Gelhorn Heather L, Cutts Katelyn, Edson-Heredia Emily, Wright Peter, Delozier Amy, Shapiro Jerry, Senna Maryanne, Tosti Antonella
Evidera, Bethesda, MD, USA.
Eli Lilly and Company, Indianapolis, IN, USA.
Dermatol Ther (Heidelb). 2022 Apr;12(4):989-997. doi: 10.1007/s13555-022-00702-4. Epub 2022 Mar 29.
Alopecia areata (AA) is an autoimmune disease characterized by hair loss. Patients with AA experience a range of social and emotional impacts, and the lack of effective treatments and multiple affected locations can deepen the burden of illness. The objective of the current study was to assess health-related quality of life (HRQL) among patients with AA, and to evaluate the relationship between patient-reported AA severity, HRQL and treatment patterns.
A web survey was completed by participants recruited through the National Alopecia Areata Foundation. The survey included questions on disease characteristics, burden and impact (evaluated by the Skindex-16 for AA and items on work/school and sexual relationships), healthcare utilization and treatment experience. Analyses were conducted for the overall sample and by key subgroups, including AA severity and disease duration.

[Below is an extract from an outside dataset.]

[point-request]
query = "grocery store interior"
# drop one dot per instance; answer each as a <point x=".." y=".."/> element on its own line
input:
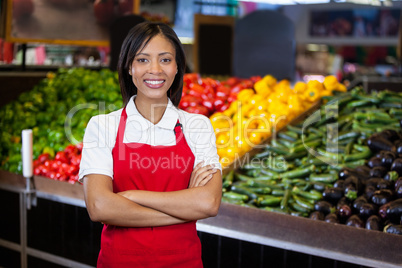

A total of 1327 participants with AA completed the survey. The mean age was 39.7 [standard deviation (SD) 12.3] years and 58.4% were female. On average, participants had experienced signs and symptoms of AA for 11.5 years (SD 12.5) and were diagnosed by a healthcare provider (HCP) 10.5 (SD 12.2) years ago. Participants reported a range of severity of current scalp hair loss, including 0% (2.6%), 1-20% (39.8%), 21-49% (26.2%), 50-94% (10.2%) and 95-100% (21.3%). Participants reporting 95-100% of scalp hair missing were less likely to be currently seeing an HCP and to currently be on treatments for AA. There was a non-linear relationship between HRQL and current AA severity. Participants with 1-20% to 50-94% of current scalp hair missing reported higher symptom, functioning and emotional impacts due to AA than participants with 0% missing scalp hair and/or 95-100% missing scalp hair. Similar findings were observed for current eyebrow and eyelash severity, except for emotional impacts.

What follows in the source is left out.